NO RESOLUTION

Have you ever taken notice of the ongoing cycle of tension and resolve? One needs the other. In Chinese medicine, we discuss the concept of the interdependence of the seeming opposites, yin and yang. Cold cannot exist without comparing it to its opposite, heat. Darkness cannot exist without knowing light. Wetness oscillates with dryness. Sleep and wakefulness. Life requires both. Hunger gives us the impetus to feed ourselves. But we don’t remain satiated; we don’t eat once and fill the never-ending cycle of filling and emptying. Our entire systems are set up to keep this requirement going. Every body system has a corresponding “fu” organ, whose job it is to fill up and empty itself to keep the “zang” organ going. The stomach, intestines, gallbladder, urinary bladder, and the reproductive organs fill up and empty, inflate and deflate, hold and release; to keep the cycle of life going. In the same way, we look for resolution of all tension. Our muscles, lungs and heart, contract and expand. We mentally perceive a problem so we can work it out. We feel a particular emotion that we either like and want to keep, or don’t like and want to let go of. We seem to be drawn to one side of this equation. We prefer the known and aren’t usually fond of the unknown. We are drawn toward happiness and tend to turn away from sadness. We prefer health over disease; life over death; love over hate; have over have not. In reality, however, we could not and would not do without the one we move away from. When one reaches its apogee, the opposite emerges. Life ebbs and flows, waxes and wanes.

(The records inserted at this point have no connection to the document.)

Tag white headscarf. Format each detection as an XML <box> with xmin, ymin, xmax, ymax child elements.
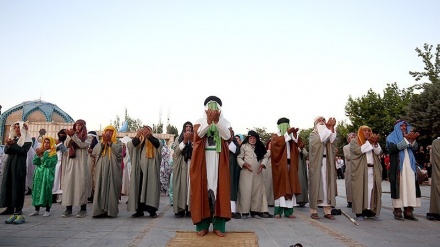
<box><xmin>9</xmin><ymin>121</ymin><xmax>32</xmax><ymax>147</ymax></box>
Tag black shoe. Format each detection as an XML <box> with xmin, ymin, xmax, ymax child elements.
<box><xmin>131</xmin><ymin>211</ymin><xmax>144</xmax><ymax>218</ymax></box>
<box><xmin>0</xmin><ymin>208</ymin><xmax>14</xmax><ymax>215</ymax></box>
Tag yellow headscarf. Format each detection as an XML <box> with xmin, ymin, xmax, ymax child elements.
<box><xmin>358</xmin><ymin>125</ymin><xmax>371</xmax><ymax>146</ymax></box>
<box><xmin>41</xmin><ymin>136</ymin><xmax>57</xmax><ymax>157</ymax></box>
<box><xmin>101</xmin><ymin>125</ymin><xmax>118</xmax><ymax>157</ymax></box>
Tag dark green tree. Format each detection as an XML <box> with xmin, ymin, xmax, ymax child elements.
<box><xmin>345</xmin><ymin>83</ymin><xmax>414</xmax><ymax>147</ymax></box>
<box><xmin>405</xmin><ymin>43</ymin><xmax>440</xmax><ymax>145</ymax></box>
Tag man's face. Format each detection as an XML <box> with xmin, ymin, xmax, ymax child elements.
<box><xmin>249</xmin><ymin>136</ymin><xmax>257</xmax><ymax>145</ymax></box>
<box><xmin>318</xmin><ymin>117</ymin><xmax>327</xmax><ymax>125</ymax></box>
<box><xmin>43</xmin><ymin>139</ymin><xmax>50</xmax><ymax>150</ymax></box>
<box><xmin>75</xmin><ymin>123</ymin><xmax>82</xmax><ymax>133</ymax></box>
<box><xmin>14</xmin><ymin>123</ymin><xmax>21</xmax><ymax>136</ymax></box>
<box><xmin>362</xmin><ymin>128</ymin><xmax>371</xmax><ymax>139</ymax></box>
<box><xmin>400</xmin><ymin>123</ymin><xmax>406</xmax><ymax>134</ymax></box>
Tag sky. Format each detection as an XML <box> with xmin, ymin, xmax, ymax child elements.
<box><xmin>0</xmin><ymin>0</ymin><xmax>440</xmax><ymax>134</ymax></box>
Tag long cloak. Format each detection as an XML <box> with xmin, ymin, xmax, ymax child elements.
<box><xmin>309</xmin><ymin>131</ymin><xmax>337</xmax><ymax>209</ymax></box>
<box><xmin>172</xmin><ymin>141</ymin><xmax>192</xmax><ymax>214</ymax></box>
<box><xmin>127</xmin><ymin>136</ymin><xmax>162</xmax><ymax>211</ymax></box>
<box><xmin>92</xmin><ymin>140</ymin><xmax>122</xmax><ymax>217</ymax></box>
<box><xmin>32</xmin><ymin>151</ymin><xmax>58</xmax><ymax>207</ymax></box>
<box><xmin>429</xmin><ymin>139</ymin><xmax>440</xmax><ymax>214</ymax></box>
<box><xmin>237</xmin><ymin>143</ymin><xmax>270</xmax><ymax>214</ymax></box>
<box><xmin>61</xmin><ymin>134</ymin><xmax>92</xmax><ymax>206</ymax></box>
<box><xmin>270</xmin><ymin>135</ymin><xmax>301</xmax><ymax>203</ymax></box>
<box><xmin>0</xmin><ymin>140</ymin><xmax>32</xmax><ymax>209</ymax></box>
<box><xmin>350</xmin><ymin>138</ymin><xmax>382</xmax><ymax>216</ymax></box>
<box><xmin>190</xmin><ymin>124</ymin><xmax>231</xmax><ymax>224</ymax></box>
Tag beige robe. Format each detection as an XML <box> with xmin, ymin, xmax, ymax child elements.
<box><xmin>429</xmin><ymin>139</ymin><xmax>440</xmax><ymax>214</ymax></box>
<box><xmin>61</xmin><ymin>134</ymin><xmax>92</xmax><ymax>206</ymax></box>
<box><xmin>127</xmin><ymin>138</ymin><xmax>162</xmax><ymax>211</ymax></box>
<box><xmin>309</xmin><ymin>131</ymin><xmax>337</xmax><ymax>209</ymax></box>
<box><xmin>262</xmin><ymin>150</ymin><xmax>274</xmax><ymax>206</ymax></box>
<box><xmin>237</xmin><ymin>143</ymin><xmax>270</xmax><ymax>214</ymax></box>
<box><xmin>93</xmin><ymin>140</ymin><xmax>122</xmax><ymax>217</ymax></box>
<box><xmin>342</xmin><ymin>143</ymin><xmax>353</xmax><ymax>202</ymax></box>
<box><xmin>350</xmin><ymin>138</ymin><xmax>382</xmax><ymax>216</ymax></box>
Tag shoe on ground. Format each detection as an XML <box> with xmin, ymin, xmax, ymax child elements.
<box><xmin>76</xmin><ymin>210</ymin><xmax>87</xmax><ymax>218</ymax></box>
<box><xmin>14</xmin><ymin>215</ymin><xmax>26</xmax><ymax>225</ymax></box>
<box><xmin>251</xmin><ymin>214</ymin><xmax>261</xmax><ymax>219</ymax></box>
<box><xmin>131</xmin><ymin>212</ymin><xmax>144</xmax><ymax>218</ymax></box>
<box><xmin>61</xmin><ymin>210</ymin><xmax>72</xmax><ymax>218</ymax></box>
<box><xmin>0</xmin><ymin>208</ymin><xmax>14</xmax><ymax>215</ymax></box>
<box><xmin>29</xmin><ymin>211</ymin><xmax>40</xmax><ymax>216</ymax></box>
<box><xmin>5</xmin><ymin>214</ymin><xmax>18</xmax><ymax>224</ymax></box>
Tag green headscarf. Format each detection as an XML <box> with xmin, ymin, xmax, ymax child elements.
<box><xmin>207</xmin><ymin>101</ymin><xmax>222</xmax><ymax>153</ymax></box>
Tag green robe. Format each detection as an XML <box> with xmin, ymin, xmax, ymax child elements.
<box><xmin>309</xmin><ymin>132</ymin><xmax>338</xmax><ymax>209</ymax></box>
<box><xmin>127</xmin><ymin>135</ymin><xmax>162</xmax><ymax>211</ymax></box>
<box><xmin>350</xmin><ymin>138</ymin><xmax>382</xmax><ymax>216</ymax></box>
<box><xmin>32</xmin><ymin>151</ymin><xmax>58</xmax><ymax>207</ymax></box>
<box><xmin>92</xmin><ymin>140</ymin><xmax>122</xmax><ymax>217</ymax></box>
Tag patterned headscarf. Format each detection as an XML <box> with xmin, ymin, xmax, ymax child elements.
<box><xmin>386</xmin><ymin>120</ymin><xmax>416</xmax><ymax>172</ymax></box>
<box><xmin>41</xmin><ymin>136</ymin><xmax>57</xmax><ymax>157</ymax></box>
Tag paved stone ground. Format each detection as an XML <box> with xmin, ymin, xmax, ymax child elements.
<box><xmin>0</xmin><ymin>180</ymin><xmax>440</xmax><ymax>247</ymax></box>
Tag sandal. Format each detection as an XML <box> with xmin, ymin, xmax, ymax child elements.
<box><xmin>324</xmin><ymin>214</ymin><xmax>335</xmax><ymax>220</ymax></box>
<box><xmin>310</xmin><ymin>213</ymin><xmax>320</xmax><ymax>220</ymax></box>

Tension, by the way, is not “bad”, it is just the other side of release. We cannot remain in a state of resolution; it is simply not possible. I recently held a conference call with past retreat participants. A few who already had their families complete discussed the recognition that babies did not cure their fertility issues. First they longed for a positive pregnancy test; then getting through the first trimester. Next resolution: birth. Then when breastfeeding could be over so they could work toward the next pregnancy test… And yet, children present, there was still an emptiness in the heart that a baby could not fill. They only thought it could when they were in the body/mindset of “infertility.” I thought of the organization RESOLVE, whose name sets up the illusion that once you get the goal, the problem will go away. It will not resolve. There is no such thing as resolution in life.

(+) naturally moves toward (-). Life longs for more of itself. It does not wish for the final resolution during love making; nor is it made to stuff in enough food that we never have to eat again; exhaust itself so it never has to exercise again; waterlog so it doesn’t have to drink; sleep so it never has to wake; have enough children so it never has to feel alone or empty again. May we all grow up and be rescued from the fairy tale illusion of happily ever after.

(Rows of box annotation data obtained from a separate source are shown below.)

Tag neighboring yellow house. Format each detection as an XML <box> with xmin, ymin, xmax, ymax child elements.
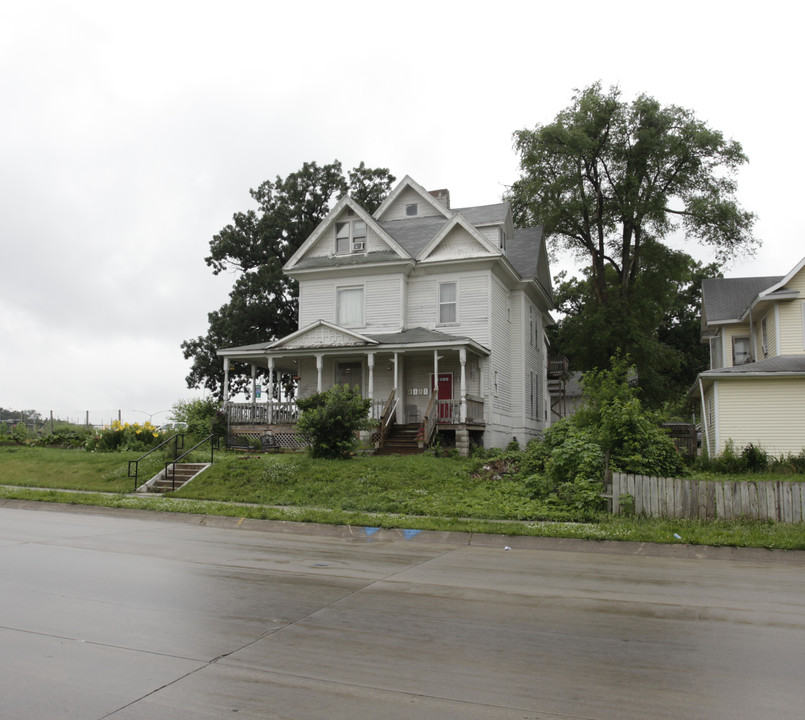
<box><xmin>692</xmin><ymin>258</ymin><xmax>805</xmax><ymax>456</ymax></box>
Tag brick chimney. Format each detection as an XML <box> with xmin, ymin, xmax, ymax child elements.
<box><xmin>430</xmin><ymin>189</ymin><xmax>450</xmax><ymax>210</ymax></box>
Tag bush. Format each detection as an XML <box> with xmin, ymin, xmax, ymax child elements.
<box><xmin>172</xmin><ymin>398</ymin><xmax>226</xmax><ymax>440</ymax></box>
<box><xmin>84</xmin><ymin>420</ymin><xmax>163</xmax><ymax>452</ymax></box>
<box><xmin>296</xmin><ymin>385</ymin><xmax>374</xmax><ymax>458</ymax></box>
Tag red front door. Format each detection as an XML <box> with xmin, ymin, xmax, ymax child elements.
<box><xmin>430</xmin><ymin>373</ymin><xmax>453</xmax><ymax>420</ymax></box>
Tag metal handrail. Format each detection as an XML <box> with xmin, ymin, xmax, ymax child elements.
<box><xmin>422</xmin><ymin>392</ymin><xmax>439</xmax><ymax>445</ymax></box>
<box><xmin>165</xmin><ymin>433</ymin><xmax>220</xmax><ymax>492</ymax></box>
<box><xmin>379</xmin><ymin>388</ymin><xmax>398</xmax><ymax>448</ymax></box>
<box><xmin>128</xmin><ymin>433</ymin><xmax>184</xmax><ymax>492</ymax></box>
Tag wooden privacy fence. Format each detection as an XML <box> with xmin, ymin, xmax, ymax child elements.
<box><xmin>611</xmin><ymin>473</ymin><xmax>805</xmax><ymax>523</ymax></box>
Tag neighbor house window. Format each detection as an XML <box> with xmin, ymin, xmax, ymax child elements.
<box><xmin>732</xmin><ymin>338</ymin><xmax>751</xmax><ymax>365</ymax></box>
<box><xmin>760</xmin><ymin>318</ymin><xmax>769</xmax><ymax>357</ymax></box>
<box><xmin>336</xmin><ymin>287</ymin><xmax>363</xmax><ymax>327</ymax></box>
<box><xmin>439</xmin><ymin>283</ymin><xmax>458</xmax><ymax>325</ymax></box>
<box><xmin>335</xmin><ymin>220</ymin><xmax>366</xmax><ymax>255</ymax></box>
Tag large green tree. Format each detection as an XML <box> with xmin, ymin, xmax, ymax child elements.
<box><xmin>507</xmin><ymin>83</ymin><xmax>758</xmax><ymax>399</ymax></box>
<box><xmin>549</xmin><ymin>243</ymin><xmax>719</xmax><ymax>406</ymax></box>
<box><xmin>182</xmin><ymin>160</ymin><xmax>395</xmax><ymax>397</ymax></box>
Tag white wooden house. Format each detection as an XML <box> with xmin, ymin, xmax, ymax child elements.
<box><xmin>218</xmin><ymin>177</ymin><xmax>552</xmax><ymax>452</ymax></box>
<box><xmin>692</xmin><ymin>258</ymin><xmax>805</xmax><ymax>455</ymax></box>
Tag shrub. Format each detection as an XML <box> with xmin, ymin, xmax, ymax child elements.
<box><xmin>296</xmin><ymin>385</ymin><xmax>373</xmax><ymax>458</ymax></box>
<box><xmin>84</xmin><ymin>420</ymin><xmax>162</xmax><ymax>452</ymax></box>
<box><xmin>172</xmin><ymin>398</ymin><xmax>226</xmax><ymax>440</ymax></box>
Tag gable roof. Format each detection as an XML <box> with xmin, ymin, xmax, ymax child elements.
<box><xmin>283</xmin><ymin>175</ymin><xmax>552</xmax><ymax>292</ymax></box>
<box><xmin>699</xmin><ymin>355</ymin><xmax>805</xmax><ymax>379</ymax></box>
<box><xmin>283</xmin><ymin>195</ymin><xmax>407</xmax><ymax>271</ymax></box>
<box><xmin>702</xmin><ymin>253</ymin><xmax>805</xmax><ymax>326</ymax></box>
<box><xmin>374</xmin><ymin>175</ymin><xmax>451</xmax><ymax>220</ymax></box>
<box><xmin>702</xmin><ymin>275</ymin><xmax>783</xmax><ymax>325</ymax></box>
<box><xmin>417</xmin><ymin>212</ymin><xmax>502</xmax><ymax>260</ymax></box>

My husband didn’t solve the longing of my heart; nor did my children, my occupation, or anything. There is no resolve. I live in the unresolved state of the heart’s yearning for its own source. There is no problem to resolve there. I hunger, I eat, I release. I experience joy and despair. One is not better than the other, although one feels better. There is joy in the despair; despair in the joy. Here life is a paradox, not wishing to resolve itself; desiring only to experience the all of itself. Neverending. Keep this paradox as you notice your body emptying itself of menstrual blood each month; feeling hope and despair, joy and loss. Feel the agony of the longing, and feel the rightness of knowing both. As you are willing to move between the extremes, holding each of them loosely, life can move more freely, as it needs the spaciousness through which the tension of opposites can come together, and create the friction through which life emerges.